Розенталь увидел, что я потрясен. Он грустно улыбнулся:

— Да-да, друг Давид. Стреляют. Самыми настоящими пулями. И зачастую погибают. Видишь ли, в те времена человеческая жизнь ценилась меньше чести. Чаще всего на дуэлях погибал или бывал ранен кто-то один из противников, но бывало и так, что погибали оба. И все из-за какой-нибудь пустяшной, мелкой обиды, а то даже только из-за подозрения в обиде. Вот так, представь себе…

Я подумал, что он ведь, в сущности, сам собирается вот так же подставить завтра свою жизнь под пулю Шварца. И тоже только для того, чтобы защитить свою честь. Но я не стал ему ничего говорить.

— О честь, честь… — вдруг сказал он и вздохнул. — Люди придают своей чести такое большое значение, что из-за нее готовы ее же и потерять. — Он усмехнулся. — Представь себе: двое взрослых людей стоят и стреляют друг в друга из-за какого-то слова! Какое неуважение к жизни! Какое неуважение к роду человеческому!

Он немного помолчал, а потом шепотом произнес то самое, о чем я только что подумал:

— И я сам собираюсь завтра разыграть этот нелепый спектакль. Кто бы мог поверить?

Его слова развязали мне язык.

— Но почему бы вам не отказаться?! — воскликнул я. — Ведь еще не поздно. Вы можете прямо сейчас написать Шварцу, что не желаете участвовать в его дурацкой дуэли. Хотите, я сам напишу за вас такое письмо и сам его отнесу?

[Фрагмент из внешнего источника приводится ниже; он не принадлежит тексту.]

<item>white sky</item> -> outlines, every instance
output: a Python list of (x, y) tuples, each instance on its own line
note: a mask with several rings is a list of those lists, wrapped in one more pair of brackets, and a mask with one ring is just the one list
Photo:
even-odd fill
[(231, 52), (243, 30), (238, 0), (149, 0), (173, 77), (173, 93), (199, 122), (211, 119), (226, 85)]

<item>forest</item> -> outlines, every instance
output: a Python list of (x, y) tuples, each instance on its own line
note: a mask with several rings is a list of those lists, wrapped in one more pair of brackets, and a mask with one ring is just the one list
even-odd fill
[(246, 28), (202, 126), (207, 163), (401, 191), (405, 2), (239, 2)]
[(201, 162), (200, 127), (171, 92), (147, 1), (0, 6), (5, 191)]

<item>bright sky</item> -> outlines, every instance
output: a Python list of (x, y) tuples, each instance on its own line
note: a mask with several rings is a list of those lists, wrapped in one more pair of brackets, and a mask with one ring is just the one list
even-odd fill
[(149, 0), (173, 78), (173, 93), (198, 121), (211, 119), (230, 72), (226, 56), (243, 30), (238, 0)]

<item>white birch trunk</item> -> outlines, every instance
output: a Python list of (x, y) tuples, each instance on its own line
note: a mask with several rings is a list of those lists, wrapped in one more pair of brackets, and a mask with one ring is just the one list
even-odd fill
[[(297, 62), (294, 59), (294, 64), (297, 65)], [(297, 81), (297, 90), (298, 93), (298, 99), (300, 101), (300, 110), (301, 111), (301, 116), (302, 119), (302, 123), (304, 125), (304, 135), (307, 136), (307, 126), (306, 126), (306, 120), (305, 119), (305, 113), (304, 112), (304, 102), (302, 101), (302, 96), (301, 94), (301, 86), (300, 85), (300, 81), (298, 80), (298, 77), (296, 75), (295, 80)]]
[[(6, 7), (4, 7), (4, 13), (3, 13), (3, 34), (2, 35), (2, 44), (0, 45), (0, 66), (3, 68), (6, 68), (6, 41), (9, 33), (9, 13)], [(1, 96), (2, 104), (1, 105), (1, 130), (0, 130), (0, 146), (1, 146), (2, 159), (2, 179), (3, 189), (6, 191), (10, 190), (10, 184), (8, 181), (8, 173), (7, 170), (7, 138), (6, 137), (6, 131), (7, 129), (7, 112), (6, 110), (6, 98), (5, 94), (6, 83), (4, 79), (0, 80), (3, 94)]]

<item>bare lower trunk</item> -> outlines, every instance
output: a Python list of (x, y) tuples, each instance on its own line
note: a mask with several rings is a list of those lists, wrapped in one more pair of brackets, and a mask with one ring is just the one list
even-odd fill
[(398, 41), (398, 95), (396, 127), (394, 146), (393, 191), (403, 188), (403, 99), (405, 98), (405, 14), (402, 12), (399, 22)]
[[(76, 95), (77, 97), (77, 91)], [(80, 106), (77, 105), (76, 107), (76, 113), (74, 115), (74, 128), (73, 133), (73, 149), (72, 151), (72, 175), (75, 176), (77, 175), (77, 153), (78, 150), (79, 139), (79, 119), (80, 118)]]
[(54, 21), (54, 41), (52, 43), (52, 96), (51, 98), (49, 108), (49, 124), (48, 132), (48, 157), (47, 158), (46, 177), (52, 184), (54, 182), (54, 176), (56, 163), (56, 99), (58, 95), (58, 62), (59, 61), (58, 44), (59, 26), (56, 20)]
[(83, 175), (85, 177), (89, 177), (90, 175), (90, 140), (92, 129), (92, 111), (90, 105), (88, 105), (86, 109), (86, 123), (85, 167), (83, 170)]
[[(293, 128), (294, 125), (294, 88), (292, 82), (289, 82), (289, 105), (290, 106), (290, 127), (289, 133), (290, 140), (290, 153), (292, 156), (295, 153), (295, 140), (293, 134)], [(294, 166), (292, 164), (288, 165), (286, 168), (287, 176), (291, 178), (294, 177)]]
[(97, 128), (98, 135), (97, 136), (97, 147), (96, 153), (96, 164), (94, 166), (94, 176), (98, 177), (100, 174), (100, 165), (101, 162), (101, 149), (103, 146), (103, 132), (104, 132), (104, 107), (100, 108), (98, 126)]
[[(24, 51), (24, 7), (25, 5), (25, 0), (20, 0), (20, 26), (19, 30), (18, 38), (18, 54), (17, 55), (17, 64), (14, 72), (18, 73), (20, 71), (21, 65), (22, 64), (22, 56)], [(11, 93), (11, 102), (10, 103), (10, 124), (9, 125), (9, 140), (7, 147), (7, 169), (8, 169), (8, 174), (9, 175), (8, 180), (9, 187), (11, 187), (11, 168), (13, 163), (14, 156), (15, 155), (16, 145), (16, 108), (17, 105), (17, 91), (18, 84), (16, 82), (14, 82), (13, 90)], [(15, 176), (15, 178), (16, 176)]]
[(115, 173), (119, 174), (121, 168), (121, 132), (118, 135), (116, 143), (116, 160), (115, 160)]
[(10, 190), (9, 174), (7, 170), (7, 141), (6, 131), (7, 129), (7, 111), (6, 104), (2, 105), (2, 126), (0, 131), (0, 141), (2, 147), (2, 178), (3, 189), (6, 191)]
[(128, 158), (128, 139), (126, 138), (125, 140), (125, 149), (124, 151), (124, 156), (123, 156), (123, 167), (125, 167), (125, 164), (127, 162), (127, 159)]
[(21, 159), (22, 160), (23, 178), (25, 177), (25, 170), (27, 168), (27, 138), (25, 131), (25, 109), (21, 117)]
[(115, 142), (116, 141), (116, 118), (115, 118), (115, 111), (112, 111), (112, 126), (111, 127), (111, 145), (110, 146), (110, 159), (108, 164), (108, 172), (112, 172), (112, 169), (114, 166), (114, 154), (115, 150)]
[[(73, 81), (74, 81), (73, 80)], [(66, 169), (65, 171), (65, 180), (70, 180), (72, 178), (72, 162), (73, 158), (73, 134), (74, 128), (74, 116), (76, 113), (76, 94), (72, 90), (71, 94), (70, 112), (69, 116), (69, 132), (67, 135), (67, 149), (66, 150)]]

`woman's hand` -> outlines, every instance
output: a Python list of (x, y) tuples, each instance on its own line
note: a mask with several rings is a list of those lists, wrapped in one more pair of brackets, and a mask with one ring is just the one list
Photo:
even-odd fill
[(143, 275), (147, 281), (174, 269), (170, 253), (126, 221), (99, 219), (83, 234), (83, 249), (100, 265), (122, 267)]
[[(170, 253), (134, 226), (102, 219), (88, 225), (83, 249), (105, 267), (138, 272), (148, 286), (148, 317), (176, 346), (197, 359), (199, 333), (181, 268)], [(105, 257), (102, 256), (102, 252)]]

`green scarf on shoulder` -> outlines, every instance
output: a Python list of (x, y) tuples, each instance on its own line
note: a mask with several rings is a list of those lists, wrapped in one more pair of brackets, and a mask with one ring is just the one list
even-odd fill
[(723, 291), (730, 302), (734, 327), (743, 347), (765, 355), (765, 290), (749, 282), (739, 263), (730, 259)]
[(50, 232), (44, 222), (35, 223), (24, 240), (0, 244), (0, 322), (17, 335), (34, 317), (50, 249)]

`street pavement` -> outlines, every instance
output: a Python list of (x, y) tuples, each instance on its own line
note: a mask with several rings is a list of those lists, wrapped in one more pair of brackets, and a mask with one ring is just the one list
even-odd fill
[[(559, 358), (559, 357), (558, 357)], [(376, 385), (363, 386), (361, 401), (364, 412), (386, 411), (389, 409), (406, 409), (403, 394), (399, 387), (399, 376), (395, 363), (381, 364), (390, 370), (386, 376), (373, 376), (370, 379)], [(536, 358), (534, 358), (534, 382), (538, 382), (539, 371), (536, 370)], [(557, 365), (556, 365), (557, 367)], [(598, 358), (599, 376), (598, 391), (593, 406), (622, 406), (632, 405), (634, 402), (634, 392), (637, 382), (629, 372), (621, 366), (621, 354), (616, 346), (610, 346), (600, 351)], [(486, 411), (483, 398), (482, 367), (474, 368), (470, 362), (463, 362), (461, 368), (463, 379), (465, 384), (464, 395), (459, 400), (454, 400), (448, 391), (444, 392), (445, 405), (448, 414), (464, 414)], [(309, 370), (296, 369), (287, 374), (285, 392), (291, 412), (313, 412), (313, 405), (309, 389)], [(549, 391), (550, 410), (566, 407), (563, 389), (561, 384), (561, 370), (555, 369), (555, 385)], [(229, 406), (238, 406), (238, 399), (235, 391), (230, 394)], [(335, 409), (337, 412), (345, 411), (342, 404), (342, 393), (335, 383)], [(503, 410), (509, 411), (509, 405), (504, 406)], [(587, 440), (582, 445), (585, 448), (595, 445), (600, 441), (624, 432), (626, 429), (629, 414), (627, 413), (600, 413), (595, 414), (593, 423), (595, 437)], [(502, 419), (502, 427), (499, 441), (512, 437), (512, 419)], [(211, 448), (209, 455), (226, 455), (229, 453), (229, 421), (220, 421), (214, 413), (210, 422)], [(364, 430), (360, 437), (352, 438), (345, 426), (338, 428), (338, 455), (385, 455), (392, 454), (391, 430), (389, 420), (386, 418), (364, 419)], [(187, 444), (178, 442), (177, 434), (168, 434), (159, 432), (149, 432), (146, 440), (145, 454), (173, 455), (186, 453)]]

— И что же ты в нем напишешь, друг Давид? — весело спросил Розенталь. — «Уважаемый господин учитель, мой сын Генрих Розенталь не сможет завтра прийти на дуэль, потому что он очень боится»? Нет-нет, друг мой. Это не поможет. Не в этот раз. Понимаешь, дело ведь не только в рисунке. У нас со Шварцем давние счеты. Между нами еще с той поры осталось несколько нерешенных вопросов. И у каждого из нас есть пара-другая незаживших ран. Так что стреляемся мы на самом деле именно из-за этого. И именно поэтому наша дуэль неотменима.

Он помолчал и потом сказал совершенно неожиданно:

— Все-таки ты и я, мы принадлежим к разным поколениям, совершенно разным. Вот я, например, полагаю, что Шварц законченный безумец, и, несмотря на это, по каким-то странным и нелогичным причинам я испытываю симпатию к нему. Я его, если хочешь, понимаю. А ты — нет. Все дело в том, друг Давид, что мир вокруг нас все время меняется. О, как он быстро меняется! То, что вчера было хорошо, сегодня плохо, а что вчера считалось красивым, сегодня считается уродливым. Мода — я имею в виду моду на все в жизни, не только на одежду и прическу, — эта мода меняется так часто, так быстро и непрерывно, что это просто… это просто утомительно. И не все могут приспособиться к такому темпу. Возьми того же Руди Шварца. Он явно не может. И тогда он хватается за последнее — он просто отказывается от попыток угнаться. Он останавливается. Возвращается к своему прежнему, привычному темпу и к прежней, привычной жизни. К тому времени, в котором ему было хорошо. Пытается вести себя в новом мире по старым правилам и законам. Я вижу, ты не можешь до конца понять, о чем я говорю, верно? Ну ничего, придет время, и ты поймешь. Я ненавижу эту банальную фразу, но, увы, — она совершенно точна. Время не лечит, но оно иногда награждает людей пониманием.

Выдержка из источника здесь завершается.